Yogi Ernes - detikNews
Selasa, 13 Apr 2021 15:32 WIB
Kabid Humas Polda Metro Jaya, Kombes Yusri Yunus
Kabid Humas Polda Metro Jaya Kombes Yusri Yunus (Wilda/detikcom)
Jakarta -

Polisi telah menyerahkan barang bukti serta tersangka kasus mafia tanah rumah ibu dari Dino Patti Djalal ke jaksa. Sebagaimana diketahui, kasus mafia tanah ini terdiri atas tiga laporan polisi, dengan 15 nama tersangka di dalamnya.

"Kasus pengungkapan di Polda Metro waktu itu kasus mafia tanah Dino Patti Djalal.
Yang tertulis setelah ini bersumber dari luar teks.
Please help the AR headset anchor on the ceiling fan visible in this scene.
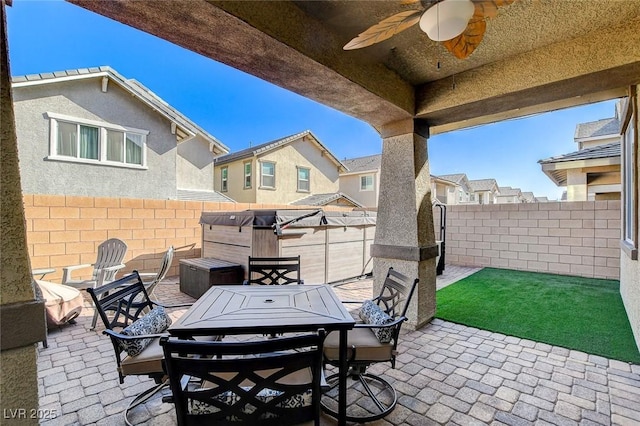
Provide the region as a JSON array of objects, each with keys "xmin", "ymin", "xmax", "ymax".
[{"xmin": 343, "ymin": 0, "xmax": 517, "ymax": 59}]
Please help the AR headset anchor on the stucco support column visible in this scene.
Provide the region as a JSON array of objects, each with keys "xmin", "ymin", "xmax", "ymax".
[
  {"xmin": 567, "ymin": 169, "xmax": 588, "ymax": 201},
  {"xmin": 1, "ymin": 2, "xmax": 46, "ymax": 422},
  {"xmin": 371, "ymin": 119, "xmax": 437, "ymax": 330}
]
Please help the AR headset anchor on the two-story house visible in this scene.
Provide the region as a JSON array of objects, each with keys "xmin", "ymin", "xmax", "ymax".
[
  {"xmin": 437, "ymin": 174, "xmax": 474, "ymax": 204},
  {"xmin": 430, "ymin": 176, "xmax": 460, "ymax": 205},
  {"xmin": 338, "ymin": 154, "xmax": 462, "ymax": 208},
  {"xmin": 539, "ymin": 103, "xmax": 622, "ymax": 201},
  {"xmin": 468, "ymin": 178, "xmax": 500, "ymax": 204},
  {"xmin": 496, "ymin": 186, "xmax": 524, "ymax": 203},
  {"xmin": 213, "ymin": 130, "xmax": 358, "ymax": 206},
  {"xmin": 12, "ymin": 66, "xmax": 232, "ymax": 202},
  {"xmin": 339, "ymin": 154, "xmax": 381, "ymax": 208}
]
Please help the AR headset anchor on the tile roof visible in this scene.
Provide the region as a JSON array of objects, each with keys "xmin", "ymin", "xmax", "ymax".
[
  {"xmin": 468, "ymin": 179, "xmax": 498, "ymax": 191},
  {"xmin": 214, "ymin": 130, "xmax": 346, "ymax": 171},
  {"xmin": 538, "ymin": 142, "xmax": 620, "ymax": 164},
  {"xmin": 11, "ymin": 66, "xmax": 229, "ymax": 154},
  {"xmin": 498, "ymin": 186, "xmax": 521, "ymax": 196},
  {"xmin": 342, "ymin": 154, "xmax": 381, "ymax": 173},
  {"xmin": 574, "ymin": 117, "xmax": 620, "ymax": 139},
  {"xmin": 437, "ymin": 174, "xmax": 467, "ymax": 185},
  {"xmin": 176, "ymin": 189, "xmax": 236, "ymax": 203},
  {"xmin": 290, "ymin": 192, "xmax": 363, "ymax": 207}
]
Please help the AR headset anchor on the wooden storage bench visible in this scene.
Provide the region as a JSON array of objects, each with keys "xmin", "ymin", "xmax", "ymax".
[{"xmin": 179, "ymin": 258, "xmax": 243, "ymax": 299}]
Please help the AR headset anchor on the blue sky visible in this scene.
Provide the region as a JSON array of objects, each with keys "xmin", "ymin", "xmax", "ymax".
[{"xmin": 7, "ymin": 0, "xmax": 617, "ymax": 200}]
Saya update jadi kemarin tiga laporan polisi dengan 15 tersangka sudah tahap kedua, sudah kita serahkan ke Kejaksaan Tinggi DKI Jakarta," kata Kabid Humas Polda Metro Jaya Kombes Yusri Yunus di Polres Metro Tangerang Kota, Jalan Daan Mogot, Tangerang, Selasa (13/4/2021).
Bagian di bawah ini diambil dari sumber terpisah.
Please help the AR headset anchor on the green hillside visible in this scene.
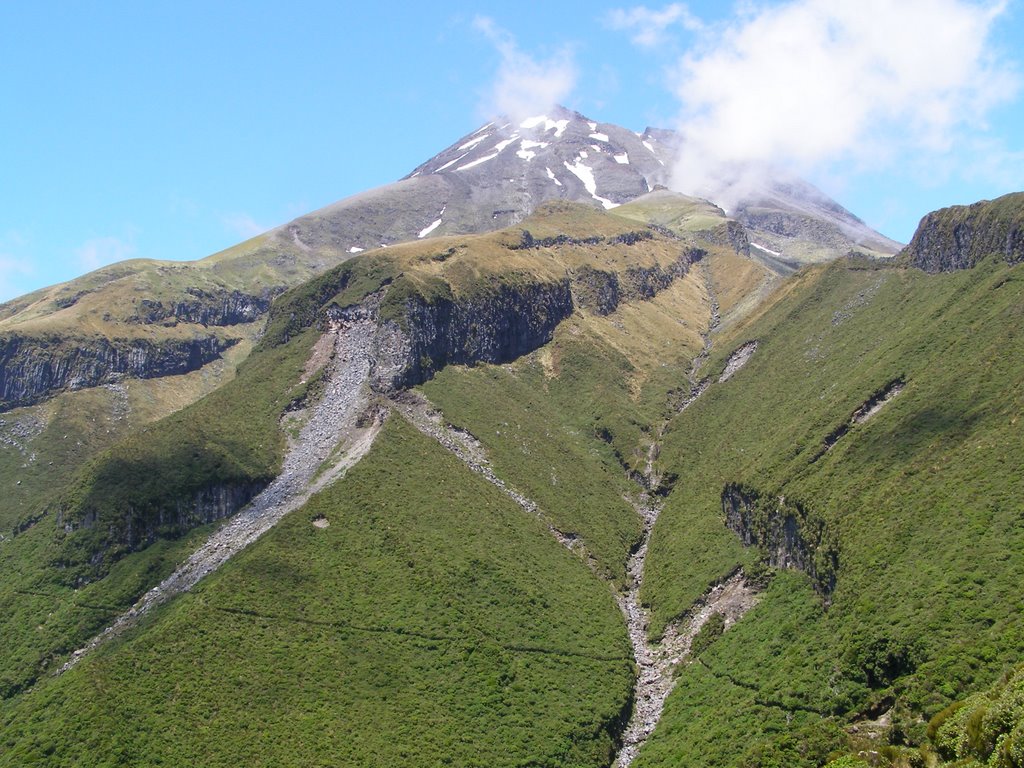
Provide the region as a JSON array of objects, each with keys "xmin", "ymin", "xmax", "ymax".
[
  {"xmin": 1, "ymin": 190, "xmax": 1022, "ymax": 768},
  {"xmin": 638, "ymin": 252, "xmax": 1024, "ymax": 766},
  {"xmin": 0, "ymin": 416, "xmax": 634, "ymax": 767}
]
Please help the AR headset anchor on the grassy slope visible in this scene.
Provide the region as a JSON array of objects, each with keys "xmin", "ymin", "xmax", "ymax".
[
  {"xmin": 0, "ymin": 417, "xmax": 633, "ymax": 768},
  {"xmin": 421, "ymin": 260, "xmax": 718, "ymax": 586},
  {"xmin": 0, "ymin": 260, "xmax": 367, "ymax": 697},
  {"xmin": 0, "ymin": 197, "xmax": 783, "ymax": 758},
  {"xmin": 0, "ymin": 324, "xmax": 315, "ymax": 698},
  {"xmin": 637, "ymin": 255, "xmax": 1024, "ymax": 767}
]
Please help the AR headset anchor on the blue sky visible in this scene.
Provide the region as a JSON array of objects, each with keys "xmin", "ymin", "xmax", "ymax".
[{"xmin": 2, "ymin": 1, "xmax": 1022, "ymax": 301}]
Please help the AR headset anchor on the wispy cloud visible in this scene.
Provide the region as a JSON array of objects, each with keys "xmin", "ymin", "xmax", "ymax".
[
  {"xmin": 221, "ymin": 213, "xmax": 268, "ymax": 240},
  {"xmin": 605, "ymin": 3, "xmax": 702, "ymax": 47},
  {"xmin": 474, "ymin": 16, "xmax": 577, "ymax": 121},
  {"xmin": 75, "ymin": 236, "xmax": 136, "ymax": 271},
  {"xmin": 660, "ymin": 0, "xmax": 1017, "ymax": 210},
  {"xmin": 0, "ymin": 254, "xmax": 33, "ymax": 303}
]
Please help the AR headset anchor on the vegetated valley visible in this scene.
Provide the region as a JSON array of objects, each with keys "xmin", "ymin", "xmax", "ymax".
[{"xmin": 0, "ymin": 110, "xmax": 1022, "ymax": 767}]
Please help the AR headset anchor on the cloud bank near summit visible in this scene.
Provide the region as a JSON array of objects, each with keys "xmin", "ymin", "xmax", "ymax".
[
  {"xmin": 474, "ymin": 17, "xmax": 578, "ymax": 123},
  {"xmin": 656, "ymin": 0, "xmax": 1017, "ymax": 210}
]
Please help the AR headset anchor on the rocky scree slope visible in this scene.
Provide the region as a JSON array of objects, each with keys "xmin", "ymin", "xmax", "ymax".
[{"xmin": 60, "ymin": 306, "xmax": 382, "ymax": 670}]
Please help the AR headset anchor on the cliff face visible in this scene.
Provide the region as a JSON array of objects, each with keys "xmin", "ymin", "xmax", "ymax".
[
  {"xmin": 59, "ymin": 482, "xmax": 264, "ymax": 576},
  {"xmin": 901, "ymin": 192, "xmax": 1024, "ymax": 272},
  {"xmin": 366, "ymin": 245, "xmax": 704, "ymax": 391},
  {"xmin": 569, "ymin": 247, "xmax": 704, "ymax": 316},
  {"xmin": 367, "ymin": 279, "xmax": 576, "ymax": 391},
  {"xmin": 697, "ymin": 220, "xmax": 751, "ymax": 256},
  {"xmin": 722, "ymin": 483, "xmax": 839, "ymax": 598},
  {"xmin": 0, "ymin": 334, "xmax": 238, "ymax": 411},
  {"xmin": 129, "ymin": 288, "xmax": 275, "ymax": 327},
  {"xmin": 50, "ymin": 218, "xmax": 709, "ymax": 577}
]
Pelimpahan tersebut dilakukan Senin (12/4) lalu. Yusri menyebut kini penanganan kasus tersebut akan memasuki tahap persidangan. Dia menambahkan masih ada sejumlah kasus mafia tanah yang tengah diusut oleh penyidik Polda Metro Jaya.

"Tiga laporan polisi kasus Dino Patti Djalal sudah tahap kedua seluruhnya, dan ini ada lagi kasus lainnya yang terus kita lakukan pengungkapan berkolaborasi bersama-sama," ungkap Yusri.
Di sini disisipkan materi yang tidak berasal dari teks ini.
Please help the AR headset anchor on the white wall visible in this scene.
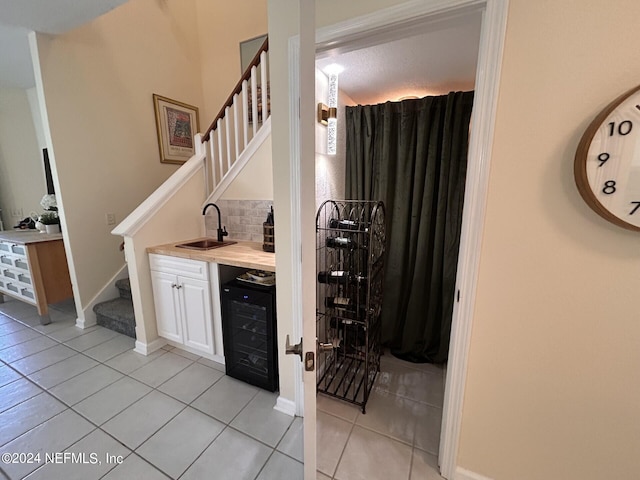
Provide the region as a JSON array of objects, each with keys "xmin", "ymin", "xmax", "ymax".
[
  {"xmin": 0, "ymin": 87, "xmax": 47, "ymax": 228},
  {"xmin": 33, "ymin": 0, "xmax": 205, "ymax": 321}
]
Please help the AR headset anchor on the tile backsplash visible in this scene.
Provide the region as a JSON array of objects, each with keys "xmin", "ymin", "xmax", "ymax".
[{"xmin": 204, "ymin": 199, "xmax": 273, "ymax": 243}]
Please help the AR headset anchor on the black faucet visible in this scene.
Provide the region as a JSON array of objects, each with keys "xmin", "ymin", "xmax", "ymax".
[{"xmin": 202, "ymin": 203, "xmax": 228, "ymax": 242}]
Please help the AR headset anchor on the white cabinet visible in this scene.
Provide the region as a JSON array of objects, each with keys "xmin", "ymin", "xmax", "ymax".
[
  {"xmin": 149, "ymin": 254, "xmax": 216, "ymax": 357},
  {"xmin": 0, "ymin": 241, "xmax": 36, "ymax": 305}
]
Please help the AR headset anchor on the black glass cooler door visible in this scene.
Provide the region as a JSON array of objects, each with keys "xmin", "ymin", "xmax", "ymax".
[{"xmin": 221, "ymin": 283, "xmax": 278, "ymax": 391}]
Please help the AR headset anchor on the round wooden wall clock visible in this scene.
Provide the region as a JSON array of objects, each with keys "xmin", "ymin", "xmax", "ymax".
[{"xmin": 575, "ymin": 84, "xmax": 640, "ymax": 232}]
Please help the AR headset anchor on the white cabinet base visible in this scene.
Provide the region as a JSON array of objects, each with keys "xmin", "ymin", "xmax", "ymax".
[{"xmin": 150, "ymin": 254, "xmax": 219, "ymax": 358}]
Kasus mafia tanah dengan korban ibu dari mantan Wakil Menteri Luar Negeri, Dino Patti Djalal, beberapa waktu terakhir menjadi sorotan publik. Keluarga Dino Patti Djalal diketahui membuat tiga laporan polisi terkait mafia tanah tersebut sejak 2019 hingga 2021.

"Dari ungkap tiga laporan ini ada 15 tersangka yang bisa ditangkap. Masing-masing LP ada lima tersangka," kata Kapolda Metro Jaya Irjen Fadil Imran dalam konferensi pers yang digelar di Mapolda Metro Jaya, Jakarta, Jumat (19/2).

Fredy Kusnadi, nama yang kerap disebut Dino Patti Djalal, pun turut ditangkap polisi. Fredy Kusnadi ditangkap Jumat (19/2) dini hari di kediamannya di daerah Kemayoran, Jakarta Pusat.

"Khusus terkait Saudara FK, tadi pagi tim penyidik telah melakukan penangkapan di Kemayoran, karena telah ditemukan dua alat bukti keterlibatan yang bersangkutan dalam kelompok mafia tanah tersebut," ungkap mantan Kapolda Jawa Timur ini.